Any factorization $90=AB$ gives us $k+18-n=2A, k+18+n=2B$, or $k=A+B-18$ and $n=B-A$ and $t=\frac{-k\pm n}{2}$ and this gives $t=A-9$ or $t=B-9.$
(Why did we use factorizations of $90$ rather than $360?$)

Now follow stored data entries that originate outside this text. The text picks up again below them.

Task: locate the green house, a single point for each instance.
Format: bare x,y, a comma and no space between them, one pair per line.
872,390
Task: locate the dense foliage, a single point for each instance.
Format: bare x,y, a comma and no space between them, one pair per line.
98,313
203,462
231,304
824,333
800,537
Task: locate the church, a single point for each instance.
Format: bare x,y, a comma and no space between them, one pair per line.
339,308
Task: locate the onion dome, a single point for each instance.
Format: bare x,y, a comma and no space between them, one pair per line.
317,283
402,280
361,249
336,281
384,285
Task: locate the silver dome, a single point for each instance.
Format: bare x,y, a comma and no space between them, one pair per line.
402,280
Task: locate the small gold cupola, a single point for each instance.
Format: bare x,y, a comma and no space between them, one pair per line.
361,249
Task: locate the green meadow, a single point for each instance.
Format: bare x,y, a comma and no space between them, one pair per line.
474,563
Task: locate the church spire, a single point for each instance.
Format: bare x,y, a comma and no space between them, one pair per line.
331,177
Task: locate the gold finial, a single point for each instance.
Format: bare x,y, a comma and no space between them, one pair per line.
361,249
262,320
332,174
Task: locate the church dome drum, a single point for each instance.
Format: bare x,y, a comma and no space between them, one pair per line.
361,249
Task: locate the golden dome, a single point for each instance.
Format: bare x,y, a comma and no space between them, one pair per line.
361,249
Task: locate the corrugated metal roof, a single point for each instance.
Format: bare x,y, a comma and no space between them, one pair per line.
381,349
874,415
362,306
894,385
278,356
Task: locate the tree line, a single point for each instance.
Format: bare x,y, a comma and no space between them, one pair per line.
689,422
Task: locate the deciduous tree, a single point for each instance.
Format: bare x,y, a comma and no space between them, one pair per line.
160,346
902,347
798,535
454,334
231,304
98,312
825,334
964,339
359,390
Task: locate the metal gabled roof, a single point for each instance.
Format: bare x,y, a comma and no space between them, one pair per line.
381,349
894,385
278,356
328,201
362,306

More geneally, if $f$ is a polynomial with integer coefficients, and $a$ is an integer such that $f(a)\neq 0$ then the set of $t$ such that:
$$\frac{f(t)}{t-a}$$
can be determined as follows. Let $u=t-a$ then:
$$\frac{f(t)}{t-a}=\frac{f(u+a)}{u}.$$ And $u$ divides $f(u+a)$ if and only if $u$ divides $f(a).$ So $t+a\mid f(t)$ if any only if $t+a\mid f(a).$
So write all the integer factors of $f(a)$ and then add $a$ to each of them.
In your example, $f(t)=t^2+9, a=-9,$ and $f(a)=90.$